La déconstruction est donc une affaire sensible, de même qu’un jeu dans lequel les personnages prennent du plaisir, à l’image du narrateur — toujours lui — observant, en riant aux éclats, le paysage depuis son grenier : « Je crois que c’est sa Joie qui le fait rire, il ne rit que de ça, de toute cette joie dans son corps discret revêtu de gris et de chaussettes rouges, assis dans un grenier à guetter une toute petite partie du monde. » La joie s’écrit avec une majuscule tant elle s’éprouve avec force et apparaît comme le lieu désiré par chacun. C’est là, dans la joie parfois la plus ténue, que se construisent et s’échappent les personnages et leur récit, loin de toute forme de gravité.

Ainsi, le texte décroche sous des formes d’apartés particulièrement ironiques et irrévérencieux, à l’image de ce passage où le narrateur-personnage regarde le paysage qu’il félicite soudain avec une certaine nonchalance (« Bravo au paysage ») et auquel il donne vie. Le paysage apparaît comme un rouage essentiel du récit. C’est là que le Narrateur s’échappe ou que les trois personnages s’adonnent à une lecture à voix haute du manuscrit : « Qu’y avait-il d’autre à faire devant les boucs aux boucles d’or et cornes pyramidales ? (…) A retenir : pour les prochaines promenades et prochaines rencontres, avoir toujours dans son sac (dans sa poche), un texte, et de préférence majeur, du type Keats, Yeats, Flits, Dickinson, Campo, Schmidt. Quelques minutes après la rencontre et devant l’objet de la rencontre, s’en saisir, le déployer, le lire à haute voix. »

Notre si chère vieille dame auteur, d'Anne Serre : récits en cavale

« Moon » © CC2.0/Md. Al Amin

Au creux de la joie qui saisit par instant les personnages, le récit laisse pourtant entendre une forme d’angoisse de mort particulièrement tragique. Elle semble les étreindre avec la même intensité et la même urgence que la joie, surtout lorsque « notre si chère vieille dame auteur » se souvient, avec la nostalgie dont l’usage du présent est la trace, de son enfance. Les personnages du passé – grand-mère, père, mère – soudain se chevauchent, telles des ombres errantes, dans un paysage qui touche à la plus grande beauté : « C’était extrêmement beau et pourtant très simple, plus beau que certains paysages florentins trop élégants. C’était beaucoup mieux qu’élégant, et je me dis alors que c’était cela que je voudrais écrire un jour. Cette chose simple, muette, incontestable, dure, mystérieuse, implacable, disant tout, ne révélant rien. »

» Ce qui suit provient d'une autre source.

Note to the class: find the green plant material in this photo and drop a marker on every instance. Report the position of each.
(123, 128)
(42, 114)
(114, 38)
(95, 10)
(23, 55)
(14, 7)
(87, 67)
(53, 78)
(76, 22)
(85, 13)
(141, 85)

La figure du père, chassant au cœur de l’été les scorpions dans les feuilles d’un tilleul, éclatant en sanglots au souvenir de ses virées nocturnes en moto avec le voisin Abel, est sans doute la plus saisissante. Elle apparaît comme le lieu de la tendresse de l’enfance, du rêve et du trouble, celui qui touche à la poésie.

Notre si chère vieille dame auteur, à travers l’expression de son urgence, de son désir de vitesse et de toucher à un secret qui le restera (« ce secret est au centre, je veux mettre le nez dessus, l’examiner, un point c’est tout »), peut se lire comme un poème qui prend corps et dans lequel les personnages s’animent et s’aiment jusqu’à plus soif, au fur et à mesure qu’ils filment et écrivent. Notre si chère vieille dame auteur – expression répétée comme un mantra qui fait advenir peu à peu le personnage que l’on aime confondre avec Anne Serre elle-même – prend vie dans ce texte qu’elle touche, retouche, et bricole à l’ombre d’Ezra Pound qui lui ordonne à la fin de faire de son texte « un roc ». La langue qu’elle travaille dans le désir est ainsi sculptée, entre les trous, les déchirures, par-delà l’enfance à jamais perdue, les morts et la terre vaine. Cette langue, empreinte d’urgence, vibre et nous étreint.